Carbon Border Adjustment Mechanism
The EU endeavours to maintain its leadership role in global action against climate change. However, if measures are unilateral, Europe risks having a limited impact on global reductions in GHG emission, while damaging the competitiveness of its domestic industrial base.
The introduction of the Carbon Border Adjustment Mechanism (CBAM) by the European Commission is aimed at preventing the risk of carbon leakage and supporting the EU’s increased ambition on climate mitigation.
The objective of this mechanism is to equalise the price of carbon between domestic products and imports while ensuring that the EU’s climate objectives are not undermined by production relocating to countries with less stringent policies.
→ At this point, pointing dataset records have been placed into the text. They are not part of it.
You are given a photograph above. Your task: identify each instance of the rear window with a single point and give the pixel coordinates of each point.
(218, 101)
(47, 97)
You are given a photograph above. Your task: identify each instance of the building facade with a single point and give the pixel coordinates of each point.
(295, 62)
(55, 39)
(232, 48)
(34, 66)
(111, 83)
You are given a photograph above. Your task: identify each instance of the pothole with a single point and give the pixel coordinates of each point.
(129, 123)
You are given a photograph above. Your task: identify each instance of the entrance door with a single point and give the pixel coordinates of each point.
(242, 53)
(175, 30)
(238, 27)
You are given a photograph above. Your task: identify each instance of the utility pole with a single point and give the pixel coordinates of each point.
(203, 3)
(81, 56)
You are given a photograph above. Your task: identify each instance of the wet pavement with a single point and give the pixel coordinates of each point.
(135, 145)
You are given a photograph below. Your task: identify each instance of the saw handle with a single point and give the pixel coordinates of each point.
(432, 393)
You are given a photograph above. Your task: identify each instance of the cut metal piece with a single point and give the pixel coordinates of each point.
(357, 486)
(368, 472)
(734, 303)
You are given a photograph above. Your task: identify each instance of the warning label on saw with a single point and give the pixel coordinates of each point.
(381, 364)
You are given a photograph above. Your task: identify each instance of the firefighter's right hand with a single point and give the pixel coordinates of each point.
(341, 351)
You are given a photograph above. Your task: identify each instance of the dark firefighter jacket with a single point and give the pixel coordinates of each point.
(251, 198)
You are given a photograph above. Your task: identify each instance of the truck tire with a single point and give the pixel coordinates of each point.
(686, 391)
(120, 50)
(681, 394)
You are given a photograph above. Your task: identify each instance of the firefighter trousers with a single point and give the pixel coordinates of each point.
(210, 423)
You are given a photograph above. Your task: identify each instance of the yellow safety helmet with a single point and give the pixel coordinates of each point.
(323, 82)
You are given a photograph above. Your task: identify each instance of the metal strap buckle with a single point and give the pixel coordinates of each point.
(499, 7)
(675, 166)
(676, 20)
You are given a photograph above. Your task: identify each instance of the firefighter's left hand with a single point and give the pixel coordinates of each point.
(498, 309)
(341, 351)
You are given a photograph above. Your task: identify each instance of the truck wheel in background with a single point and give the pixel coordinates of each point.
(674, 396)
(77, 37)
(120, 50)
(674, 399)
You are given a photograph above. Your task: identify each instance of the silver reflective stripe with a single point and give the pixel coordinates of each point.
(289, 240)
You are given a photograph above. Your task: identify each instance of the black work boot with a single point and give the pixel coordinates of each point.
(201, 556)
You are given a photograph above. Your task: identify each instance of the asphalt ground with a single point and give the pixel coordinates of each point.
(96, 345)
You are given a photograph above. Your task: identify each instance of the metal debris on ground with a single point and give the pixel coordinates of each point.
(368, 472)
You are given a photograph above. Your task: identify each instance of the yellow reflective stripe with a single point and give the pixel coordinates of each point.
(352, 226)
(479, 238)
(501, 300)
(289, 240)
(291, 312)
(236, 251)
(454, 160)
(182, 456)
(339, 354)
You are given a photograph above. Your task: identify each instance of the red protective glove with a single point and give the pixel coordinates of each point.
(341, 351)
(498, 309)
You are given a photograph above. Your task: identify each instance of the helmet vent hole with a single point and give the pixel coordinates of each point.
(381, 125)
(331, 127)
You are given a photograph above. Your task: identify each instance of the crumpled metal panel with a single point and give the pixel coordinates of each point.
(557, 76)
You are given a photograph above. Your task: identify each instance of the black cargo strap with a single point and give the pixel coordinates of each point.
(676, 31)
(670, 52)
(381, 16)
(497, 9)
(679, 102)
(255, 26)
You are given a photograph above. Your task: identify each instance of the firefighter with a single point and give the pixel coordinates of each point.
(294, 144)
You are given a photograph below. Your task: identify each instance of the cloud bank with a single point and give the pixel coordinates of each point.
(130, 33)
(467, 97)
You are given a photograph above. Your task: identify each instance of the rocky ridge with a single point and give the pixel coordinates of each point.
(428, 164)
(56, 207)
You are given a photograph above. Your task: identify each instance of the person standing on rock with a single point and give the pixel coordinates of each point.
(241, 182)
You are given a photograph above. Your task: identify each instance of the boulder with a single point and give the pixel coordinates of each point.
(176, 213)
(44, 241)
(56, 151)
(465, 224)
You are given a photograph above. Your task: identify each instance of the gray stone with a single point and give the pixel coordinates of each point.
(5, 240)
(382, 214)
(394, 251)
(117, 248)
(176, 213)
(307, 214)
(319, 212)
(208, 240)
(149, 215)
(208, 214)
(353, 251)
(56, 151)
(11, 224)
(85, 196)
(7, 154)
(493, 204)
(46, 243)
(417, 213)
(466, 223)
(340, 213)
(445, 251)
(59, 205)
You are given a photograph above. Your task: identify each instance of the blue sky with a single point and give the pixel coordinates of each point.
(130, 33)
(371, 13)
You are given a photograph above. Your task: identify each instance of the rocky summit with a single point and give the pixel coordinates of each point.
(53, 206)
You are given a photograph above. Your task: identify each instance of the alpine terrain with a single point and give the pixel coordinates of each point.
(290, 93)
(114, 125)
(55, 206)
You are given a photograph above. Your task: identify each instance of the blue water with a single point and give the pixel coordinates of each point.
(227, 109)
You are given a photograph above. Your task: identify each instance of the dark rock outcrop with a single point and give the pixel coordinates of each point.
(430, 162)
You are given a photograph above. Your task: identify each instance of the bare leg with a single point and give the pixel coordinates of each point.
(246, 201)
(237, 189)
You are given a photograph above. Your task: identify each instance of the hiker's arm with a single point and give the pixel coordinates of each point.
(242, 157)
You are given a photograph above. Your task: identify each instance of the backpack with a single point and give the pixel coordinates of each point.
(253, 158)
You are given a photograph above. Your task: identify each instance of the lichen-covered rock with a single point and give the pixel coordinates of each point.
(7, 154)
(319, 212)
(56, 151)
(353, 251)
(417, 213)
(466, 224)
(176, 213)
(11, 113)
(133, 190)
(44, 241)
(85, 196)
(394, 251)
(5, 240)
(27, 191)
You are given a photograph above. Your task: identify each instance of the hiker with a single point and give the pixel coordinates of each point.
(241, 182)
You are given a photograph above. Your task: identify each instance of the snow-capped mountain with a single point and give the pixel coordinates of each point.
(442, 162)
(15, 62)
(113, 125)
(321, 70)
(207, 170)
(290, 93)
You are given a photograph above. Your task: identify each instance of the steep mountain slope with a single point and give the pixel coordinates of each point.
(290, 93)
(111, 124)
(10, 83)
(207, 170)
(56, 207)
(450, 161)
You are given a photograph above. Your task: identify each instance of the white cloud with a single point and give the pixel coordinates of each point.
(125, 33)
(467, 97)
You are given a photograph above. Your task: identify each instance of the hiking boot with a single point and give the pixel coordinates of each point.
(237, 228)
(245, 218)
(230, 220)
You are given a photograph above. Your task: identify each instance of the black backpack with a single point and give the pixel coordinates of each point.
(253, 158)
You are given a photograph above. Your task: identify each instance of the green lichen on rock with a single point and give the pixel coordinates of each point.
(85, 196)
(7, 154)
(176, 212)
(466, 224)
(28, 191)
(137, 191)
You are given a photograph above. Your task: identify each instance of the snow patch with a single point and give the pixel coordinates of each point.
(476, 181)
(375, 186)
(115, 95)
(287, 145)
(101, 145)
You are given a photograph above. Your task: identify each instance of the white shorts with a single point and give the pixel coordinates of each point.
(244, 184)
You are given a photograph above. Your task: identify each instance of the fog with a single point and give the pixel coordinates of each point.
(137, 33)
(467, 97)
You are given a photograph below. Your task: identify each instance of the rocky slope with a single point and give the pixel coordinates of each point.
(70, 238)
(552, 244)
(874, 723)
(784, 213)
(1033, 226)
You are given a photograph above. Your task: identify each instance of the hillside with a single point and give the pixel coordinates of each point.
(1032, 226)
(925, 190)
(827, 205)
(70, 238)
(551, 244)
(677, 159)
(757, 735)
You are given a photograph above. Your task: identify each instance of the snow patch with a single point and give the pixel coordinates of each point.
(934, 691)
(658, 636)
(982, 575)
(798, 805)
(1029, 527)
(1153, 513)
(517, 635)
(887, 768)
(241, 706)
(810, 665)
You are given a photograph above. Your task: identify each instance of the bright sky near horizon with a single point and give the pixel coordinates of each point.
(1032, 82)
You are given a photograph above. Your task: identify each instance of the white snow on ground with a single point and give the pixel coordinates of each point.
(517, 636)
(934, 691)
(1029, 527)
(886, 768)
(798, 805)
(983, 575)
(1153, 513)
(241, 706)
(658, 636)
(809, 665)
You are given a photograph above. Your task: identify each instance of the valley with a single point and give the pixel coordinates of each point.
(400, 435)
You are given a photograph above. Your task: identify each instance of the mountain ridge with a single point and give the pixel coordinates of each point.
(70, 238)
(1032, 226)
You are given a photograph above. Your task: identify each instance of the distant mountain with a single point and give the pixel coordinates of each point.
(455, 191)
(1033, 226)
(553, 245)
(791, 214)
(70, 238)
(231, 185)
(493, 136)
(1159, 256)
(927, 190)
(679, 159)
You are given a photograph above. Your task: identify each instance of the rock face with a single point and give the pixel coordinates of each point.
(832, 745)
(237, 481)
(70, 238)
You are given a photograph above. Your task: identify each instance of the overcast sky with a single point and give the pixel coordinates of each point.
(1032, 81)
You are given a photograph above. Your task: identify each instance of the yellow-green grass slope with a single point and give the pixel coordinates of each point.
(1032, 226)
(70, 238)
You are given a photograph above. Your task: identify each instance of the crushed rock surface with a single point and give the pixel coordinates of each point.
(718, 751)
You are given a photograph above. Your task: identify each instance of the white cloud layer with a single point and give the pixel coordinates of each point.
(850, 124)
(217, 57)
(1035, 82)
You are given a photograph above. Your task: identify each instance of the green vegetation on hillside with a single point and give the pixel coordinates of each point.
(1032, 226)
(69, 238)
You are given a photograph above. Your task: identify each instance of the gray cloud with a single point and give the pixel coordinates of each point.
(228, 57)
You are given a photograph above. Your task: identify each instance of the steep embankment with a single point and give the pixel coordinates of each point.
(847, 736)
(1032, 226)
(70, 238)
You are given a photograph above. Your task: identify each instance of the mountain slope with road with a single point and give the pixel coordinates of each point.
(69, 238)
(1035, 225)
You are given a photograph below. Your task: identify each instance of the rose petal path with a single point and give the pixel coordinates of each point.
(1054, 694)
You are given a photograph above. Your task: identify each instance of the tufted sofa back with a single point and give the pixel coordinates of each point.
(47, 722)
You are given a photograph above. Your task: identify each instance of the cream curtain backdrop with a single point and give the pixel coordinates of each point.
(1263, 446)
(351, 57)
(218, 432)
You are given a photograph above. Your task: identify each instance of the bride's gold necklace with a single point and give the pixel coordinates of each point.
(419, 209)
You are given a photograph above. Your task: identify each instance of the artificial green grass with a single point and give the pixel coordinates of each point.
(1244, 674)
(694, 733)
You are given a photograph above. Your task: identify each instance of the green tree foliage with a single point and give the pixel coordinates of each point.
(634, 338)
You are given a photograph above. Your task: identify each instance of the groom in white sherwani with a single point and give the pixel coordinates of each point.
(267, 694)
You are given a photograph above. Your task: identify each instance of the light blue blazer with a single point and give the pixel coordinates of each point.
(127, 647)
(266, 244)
Nitrogen fertilizer producers are among sectors at highest risk of carbon leakage due to the industry’s emission intensity and exposure to international trade. The European fertilizer industry therefore welcomed the European Commission’s initiative to establish a carbon border adjustment mechanism. , but, since the beginning, underlined that for the fertilizer sector CBAM would only work if EU ETS free allocations at full benchmark level were maintained at least till 2030 and if CBAM would also foresee a solution for the export part of the production. A well-designed CBAM could be particularly important for the sector since already today the main European fertilizer products have a climate footprint that is typically half of the global average.
An effective and well-designed CBAM should aim at avoiding the replacement of ammonia, nitric acid and fertilizers produced in Europe with imports from countries with a worse carbon footprint while at the same time allowing the transformation of the industry toward a zero-carbon production. Fertilizers Europe is therefore advocating for the CBAM designed as a reinforcement of current carbon leakage measures with the stepped-up climate ambition.
Why do we need an equal treatment between the ETS and CBAM sectors
Achieving a higher level of emission reduction ambition, requires mechanisms to strenghten carbon leakage protection and minimise negative impact on exports.
Complementarity of CBAM with free allocation is key to protect value chains, mitigate the impact on trade flows and provide certainties for low-carbon investments.
CBAM, and the current system of ETS free allocations, should aim to effectively support the industry in meeting the increased climate targets. A higher level of climate ambition should correspond to a higher level of carbon leakage protection. ETS free allowances, although during a period with sensibly lower CO2 costs, have proven effective against carbon leakage. Therefore, sectors covered by a CBAM, which is still not proven to be an effective instrument, should not be penalised under the ETS.
High trade exposure puts EU nitrogen fertilizers producers at risk of carbon leakage
Traditional trade pattern in the past 5 years
CBAM – what about exports?
The EU fertilizer industry is an exporter for specific fertilizer products and selected technical products that have a lower footprint than their international competitors. The industry calls for export safeguard provisions which are crucial to level the playing field in global markets. The lack of solution for exports in the proposed legislation will harm and put at serious risk the competitiveness of exporting industries. Already today, the European industries are faced with a competitive disadvantage compared to countries without an ETS scheme in place. The exports competitive disadvantage would become unbearable if the reduction of free allowances, due to the increase ambition of the ETS, will combine with a CBAM that also foresees a decrease in free allowances.
Current carbon leakage framework must be ensured for CBAM sectors until 2030
Rock solid implementation
A proper monitoring and reporting mechanism must be in place as part of the CBAM to ensure full implementation. Only a system based on verified real emission declarations and certification of importer installations would help prevent circumvention and minimize the risk that spot checks after submission of the declaration fail to identify fraudulent carbon footprints. By using transparent and auditable criteria, the officials would be in a position to ensure a real level playing field between EU and non-EU producers.